Thanks for the comment Cissy!

Jill

 

Kate:

I'm so terribly sad to think of what you were forced to endure growing up. And yes, "diminished aliveness" is not a term bandied about often and may seem somewhat strange. In the context of the book, I read it to mean "diminished vitality" or "not fully living in the present moment." In any case, the authors are quite compassionate as they make their case--that we can heal the roadblocks that develop in reaction to trauma and restore vitality, or, as they put it, "feel fully alive and filled with positive energy." 

Thank you for sharing Kate

Jill:

I want to read this book now. For me, especially when first making sense of developmental trauma, all the books focused on the trauma itself. That helps explains WHY there are symptoms, etc. but not so much what to do or how to get what was missed in what I think of as being human 101. For me, that's been the biggest work of healing so I can parent myself and my own kid so it won't feel so hard or unfamiliar for her.

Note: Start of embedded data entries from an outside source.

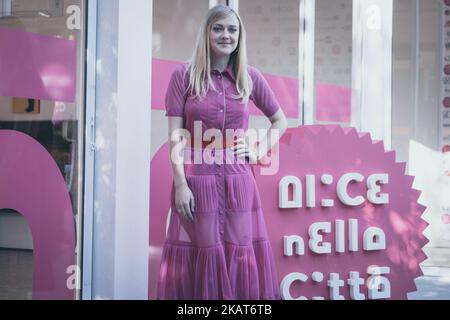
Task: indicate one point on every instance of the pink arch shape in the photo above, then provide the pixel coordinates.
(32, 184)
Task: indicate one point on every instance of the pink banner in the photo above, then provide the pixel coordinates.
(31, 184)
(37, 66)
(286, 89)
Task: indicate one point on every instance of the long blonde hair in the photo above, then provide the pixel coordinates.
(200, 63)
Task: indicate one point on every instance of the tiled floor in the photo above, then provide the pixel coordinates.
(16, 274)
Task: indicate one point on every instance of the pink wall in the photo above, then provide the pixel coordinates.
(32, 185)
(37, 66)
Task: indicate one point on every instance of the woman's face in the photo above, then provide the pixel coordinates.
(224, 36)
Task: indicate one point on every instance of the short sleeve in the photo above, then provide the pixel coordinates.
(262, 95)
(176, 92)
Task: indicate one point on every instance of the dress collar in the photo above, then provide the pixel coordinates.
(229, 70)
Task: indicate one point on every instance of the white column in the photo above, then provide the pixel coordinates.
(372, 68)
(133, 149)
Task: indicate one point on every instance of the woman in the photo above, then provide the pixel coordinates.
(217, 245)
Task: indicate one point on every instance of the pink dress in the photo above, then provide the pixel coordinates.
(225, 252)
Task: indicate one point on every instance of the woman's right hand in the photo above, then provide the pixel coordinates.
(184, 202)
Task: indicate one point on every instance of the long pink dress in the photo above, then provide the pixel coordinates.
(225, 252)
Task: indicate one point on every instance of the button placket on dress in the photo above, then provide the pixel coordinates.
(221, 167)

Thanks for sharing. Cissy

Their phrase "diminished aliveness" is a strange one. Saying that we're rather less alive than other people is a VERY small step away from saying that it maters rather less if we're dead. (And I say this from experience: as a person growing up with multiple — and mostly then-undiagnosed — neurological disabilities, I grew up often being told by my many abusers that I was not fully alive and was therefore a sort of robot/walking corpse/zombie/cheap imitation of life.)